There is a scene in the movie “Remember The Titans,” when new coach Herman Boone (Denzel Washington) walks through his team’s stretching drills, spitting fire as he preaches: “Everything we’re going to do is changing! We’re going to change the way we run! We’re going to change the way we eat! We’re going to change the way we block! We’re going to change the way we tackle! We’re going to change the way we win!”
Steve Spurrier did that. He changed everything. The way SEC teams played. The way coaches acted. The way they recruited. The way everybody on campus at Florida and South Carolina and, for five minutes, Duke thought about their football program. He changed the way Georgia fans thought about their annual drive to Jacksonville — and their drive home.
It follows that when Spurrier decided that he had enough of losing, he would exit his way. So after six mostly miserable performances this season and four straight SEC losses, he quit.
He didn’t ease into retirement and wait until the end of the season like almost everybody else. Just just walked out the door. At halftime.

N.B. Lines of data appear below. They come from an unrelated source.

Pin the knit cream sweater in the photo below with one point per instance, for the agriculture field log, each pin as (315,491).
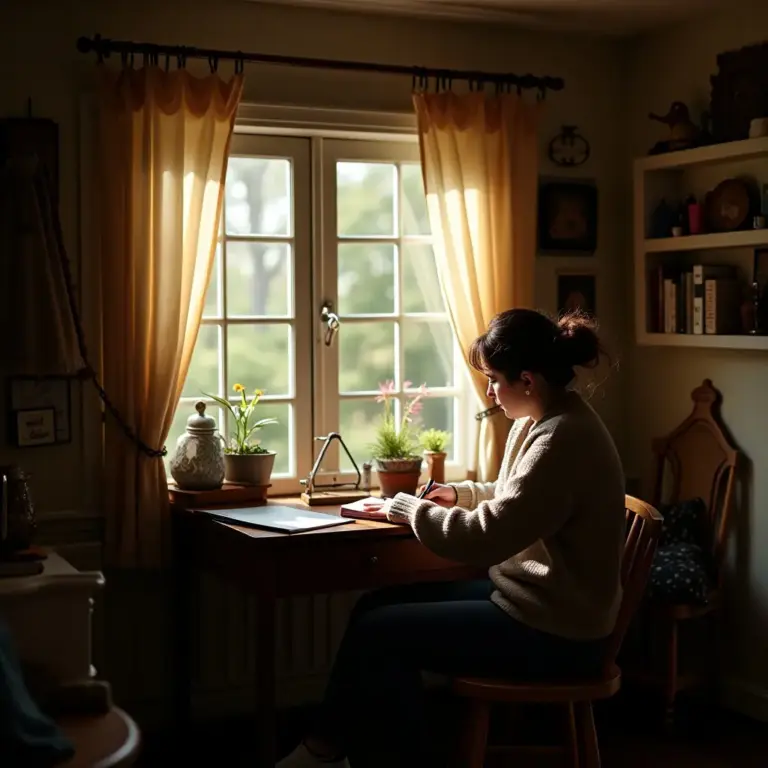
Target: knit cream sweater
(551,528)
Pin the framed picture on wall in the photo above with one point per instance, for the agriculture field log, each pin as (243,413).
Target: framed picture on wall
(576,291)
(567,217)
(27,393)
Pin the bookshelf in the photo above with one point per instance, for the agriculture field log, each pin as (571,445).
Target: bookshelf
(673,177)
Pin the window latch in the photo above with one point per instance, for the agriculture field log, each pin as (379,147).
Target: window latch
(332,322)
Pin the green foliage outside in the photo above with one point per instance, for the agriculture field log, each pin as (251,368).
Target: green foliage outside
(259,284)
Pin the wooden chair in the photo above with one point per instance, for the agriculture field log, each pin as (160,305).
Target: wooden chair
(696,460)
(643,531)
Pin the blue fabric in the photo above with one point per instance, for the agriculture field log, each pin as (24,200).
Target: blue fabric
(28,738)
(453,629)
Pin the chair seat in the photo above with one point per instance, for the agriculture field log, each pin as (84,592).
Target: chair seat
(545,692)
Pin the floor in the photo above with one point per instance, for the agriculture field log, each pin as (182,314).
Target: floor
(630,738)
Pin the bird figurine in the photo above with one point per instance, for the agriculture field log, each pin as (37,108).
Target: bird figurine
(683,133)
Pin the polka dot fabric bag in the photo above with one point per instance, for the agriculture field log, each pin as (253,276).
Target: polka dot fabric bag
(682,570)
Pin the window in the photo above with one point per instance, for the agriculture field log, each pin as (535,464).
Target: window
(342,223)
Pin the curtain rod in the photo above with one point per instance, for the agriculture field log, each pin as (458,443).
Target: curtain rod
(103,47)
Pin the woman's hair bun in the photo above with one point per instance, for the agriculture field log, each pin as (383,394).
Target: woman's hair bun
(578,340)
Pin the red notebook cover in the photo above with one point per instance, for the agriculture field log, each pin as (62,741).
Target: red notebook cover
(355,510)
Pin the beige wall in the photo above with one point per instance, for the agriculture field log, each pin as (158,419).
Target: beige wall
(668,66)
(38,60)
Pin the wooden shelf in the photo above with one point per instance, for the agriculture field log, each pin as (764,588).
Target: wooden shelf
(748,238)
(702,341)
(731,151)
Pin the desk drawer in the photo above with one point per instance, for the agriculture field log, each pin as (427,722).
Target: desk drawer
(354,565)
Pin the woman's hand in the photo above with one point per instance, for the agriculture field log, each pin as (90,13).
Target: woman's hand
(444,495)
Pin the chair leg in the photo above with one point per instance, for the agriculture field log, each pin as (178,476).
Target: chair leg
(588,734)
(573,736)
(670,687)
(474,738)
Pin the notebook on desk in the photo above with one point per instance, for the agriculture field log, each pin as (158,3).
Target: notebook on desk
(356,509)
(276,518)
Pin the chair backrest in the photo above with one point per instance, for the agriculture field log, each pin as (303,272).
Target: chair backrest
(643,533)
(702,463)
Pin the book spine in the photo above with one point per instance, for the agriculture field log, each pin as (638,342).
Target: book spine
(698,299)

“OK, let’s get moving. I’ve had enough here,” Spurrier said as he brought a press conference to a close Tuesday.
And for everybody else: South Carolina plays Vanderbilt this week.
Spurrier isn’t stepping down because of a health issue. He’s quitting because he’s losing. It’s a fine lesson for youths, don’t you think?
Let me suggest a book for him to read during his down time: “It’s Always Too Soon to Quit: The Steve Spurrier Story.” It was published in 1968. You can buy it on Amazon for $5. Look under fiction.
I imagined Spurrier going out with an SEC East Division title, followed by an upset over Alabama and then dusting off an old quote: “I don’t think we ever signed a kid from the state of Alabama. Of course, we found out later that the scholarships they were giving out at Alabama were worth a whole lot more than ours.”
Instead, he took the Bobby Petrino route, only without the Dear John notes taped to players’ lockers and a midnight press conference with hog calls in Arkansas.
“I planned on going out on the shoulder pads in the Georgia Dome after winning the SEC,” Spurrier said. He came to realize at about halftime of a Week 4 struggle against Central Florida that wasn’t going to happen and started thinking about retirement then.
Which is fine. If Spurrier had an epiphany that game or after a 52-20 loss to Georgia or a 45-24 loss to LSU and thought, “You know? I’m too old for this,” it’s understandable. He’s 70. His legacy is secure. But announce your retirement effective at the end of the season, don’t walk out on players and coaches and administrators and fans. Because frankly, that makes you look like an invertebrate.
Harris Pastides, the South Carolina school president, said he asked Spurrier twice to stay through the end of the season. Spurrier declined, saying it was time to go. Then he spun some mutant rationalizations about how it would be better for all involved. His petulance shouldn’t be so easily dismissed again.
The great Bill Walsh came out of retirement after winning Super Bowls in San Francisco, returning to coach Stanford in 1992. He was 60. Walsh’s first season was sheer bliss. His team went 10-3. But in the next two years Stanford finished 4-7 and 3-7-1 and Walsh knew it was time to step away.
So he retired. After the season.
“I felt this was an appropriate time to move to another phase of my life,” Walsh said.
Those words came three days after the final loss to Cal, not a lopsided defeat to Notre Dame in October.
How sad. How pathetic. Spurrier gave us so many great, even if aggravating, moments. He won an ACC championship at Duke. In his final season there, he had the team pose for a photo in front of the scoreboard following a 41-0 win at North Carolina. Classic.
He won six SEC championships and a national title at Florida. His “Fun ‘n’ Gun” attack changed the face of a conference filled with three-yards-and-a-cloud-of dust offenses. He yearned to try his offense in the NFL. But after two years of spectacular failure at Washington, he quit. At least he waited until after the season.
He went back to college: South Carolina, a relative sink hole for recruiting in the SEC. But he lit fires, got everybody to believe and landed enough stars to win games and an East Division title, though not a conference title.
“He gave us our swagger, our pride and our Sandstorm enthusiasm,” Pastides said.
That’s what Spurrier did. He threw visors and headsets and screamed at his quarterbacks, but he could coach like few others. Only Bear Bryant won more games in the SEC.
Spurrier’s relationship with the media was a strange mix of orchestrated intimidation and entertainment. He attempted to ban a columnist who dared to question His Highness from news conferences. But writers lapped up his jabs at opponents.
Georgia: “Why is it that during recruiting season they sign all the great players, but when it comes time to play the game, we have all the great players? I don’t understand that.”
Tennessee: “You can’t spell Citrus (Bowl) without U-T.”
Auburn (on a library fire destroying 20 books): “The real tragedy was that 15 hadn’t been colored yet.”
So much fun, so much success. He could have chosen a better way to exit. Instead, he ducked out the back door.